The ability of older people to reinvent themselves as self-employed workers makes tangible the truth that experience has always been needed and valued, but tends to be acquired only on a pay-as-you-go basis. In the long term, that is an expensive route.

Working at a reduced rate

Most older people want and need to keep working far longer than previous generations. We are all healthier, living longer and not necessarily able to retire on the pension pots that have been accumulated. Most people are going to experience a significant drop in income once they stop earning and rely solely on their pension.

This means that older people who, for whatever reason, find they are no longer in full-time employment are willing to contemplate part-time work, or full-time jobs at a lower salary than they previously earned, just to keep an income coming in.

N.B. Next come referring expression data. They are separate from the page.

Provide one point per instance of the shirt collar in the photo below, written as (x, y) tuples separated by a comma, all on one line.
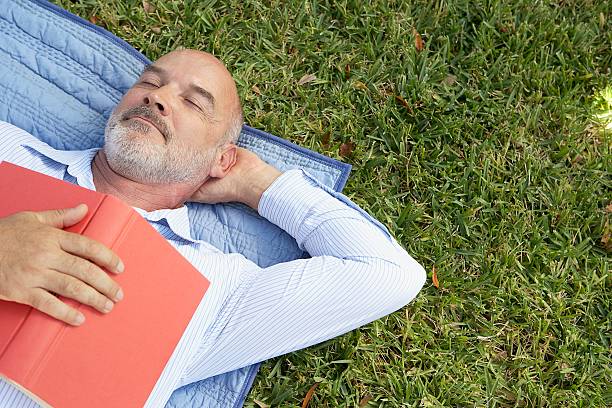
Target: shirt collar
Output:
[(79, 166)]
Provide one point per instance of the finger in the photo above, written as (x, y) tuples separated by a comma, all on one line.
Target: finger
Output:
[(73, 288), (62, 218), (88, 273), (91, 249), (47, 303)]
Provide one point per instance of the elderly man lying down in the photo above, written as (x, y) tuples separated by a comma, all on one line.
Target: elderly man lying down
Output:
[(171, 140)]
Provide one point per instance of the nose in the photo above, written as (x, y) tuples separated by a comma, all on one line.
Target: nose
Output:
[(158, 102)]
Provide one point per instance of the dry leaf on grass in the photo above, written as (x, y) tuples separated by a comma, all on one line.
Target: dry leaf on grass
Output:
[(450, 80), (434, 277), (360, 85), (364, 401), (261, 404), (148, 7), (346, 149), (309, 395), (418, 41), (306, 79)]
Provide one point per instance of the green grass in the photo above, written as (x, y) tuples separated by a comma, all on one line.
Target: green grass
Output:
[(480, 153)]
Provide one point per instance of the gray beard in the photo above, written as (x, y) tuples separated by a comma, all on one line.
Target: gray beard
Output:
[(133, 157)]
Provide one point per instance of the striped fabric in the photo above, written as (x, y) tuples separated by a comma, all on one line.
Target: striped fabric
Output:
[(357, 274)]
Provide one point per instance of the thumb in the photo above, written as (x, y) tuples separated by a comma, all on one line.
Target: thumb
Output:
[(62, 218)]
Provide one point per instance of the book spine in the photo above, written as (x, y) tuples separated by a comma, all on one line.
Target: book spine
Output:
[(24, 354), (106, 226)]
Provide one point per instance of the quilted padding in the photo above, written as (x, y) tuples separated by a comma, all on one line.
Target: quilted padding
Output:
[(60, 78)]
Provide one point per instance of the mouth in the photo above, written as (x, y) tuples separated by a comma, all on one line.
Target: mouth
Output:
[(147, 121)]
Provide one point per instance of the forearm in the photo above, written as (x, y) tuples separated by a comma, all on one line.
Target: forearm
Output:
[(322, 224)]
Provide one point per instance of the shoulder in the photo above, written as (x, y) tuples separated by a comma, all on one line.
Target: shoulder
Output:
[(24, 149), (11, 136)]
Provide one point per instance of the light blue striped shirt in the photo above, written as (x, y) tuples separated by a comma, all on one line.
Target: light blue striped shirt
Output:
[(357, 274)]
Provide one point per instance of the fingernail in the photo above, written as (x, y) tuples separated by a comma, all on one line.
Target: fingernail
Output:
[(79, 319)]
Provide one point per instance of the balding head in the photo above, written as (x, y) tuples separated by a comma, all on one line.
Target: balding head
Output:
[(179, 118)]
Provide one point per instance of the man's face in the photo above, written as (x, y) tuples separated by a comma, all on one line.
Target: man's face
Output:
[(168, 127)]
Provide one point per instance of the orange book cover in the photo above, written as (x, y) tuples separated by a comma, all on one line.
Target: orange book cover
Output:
[(114, 359)]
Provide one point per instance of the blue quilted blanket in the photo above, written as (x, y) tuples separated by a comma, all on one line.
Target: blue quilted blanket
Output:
[(60, 78)]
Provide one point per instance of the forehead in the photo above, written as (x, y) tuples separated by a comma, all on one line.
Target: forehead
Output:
[(188, 69)]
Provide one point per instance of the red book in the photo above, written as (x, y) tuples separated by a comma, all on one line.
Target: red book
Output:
[(114, 359)]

So the idea of a working lifetime in which the income curve grows relentlessly on an upward trajectory and then simply hits a cliff edge called retirement is incorrect. Far more likely is a gentle slope downwards combining pension income with employed income until working is no longer possible.

Ageism is real

Against that background of highly experienced talent available at a lower pay rate, it’s ridiculous that people over 40 are being advised to remove dates and swathes of experience from their CVs to be considered for roles.

The idea that older people are effectively self-editing and hiding their age and experience because they will be discounted based on the prejudices of hiring managers is depressing. And wasteful.

There is one certainty in all our careers: we will get older. And it is in all our interests to stop this commercially suboptimal discrimination while we are in executive roles with the power and influence to do so.

There is no downside.


Jan Gooding is one of the UK’s best-known brand marketers, having worked with Aviva, BT, British Gas, Diageo and Unilever. She is now an executive coach and is also chair of Pamco and Utopia. She writes for The Media Leader each month.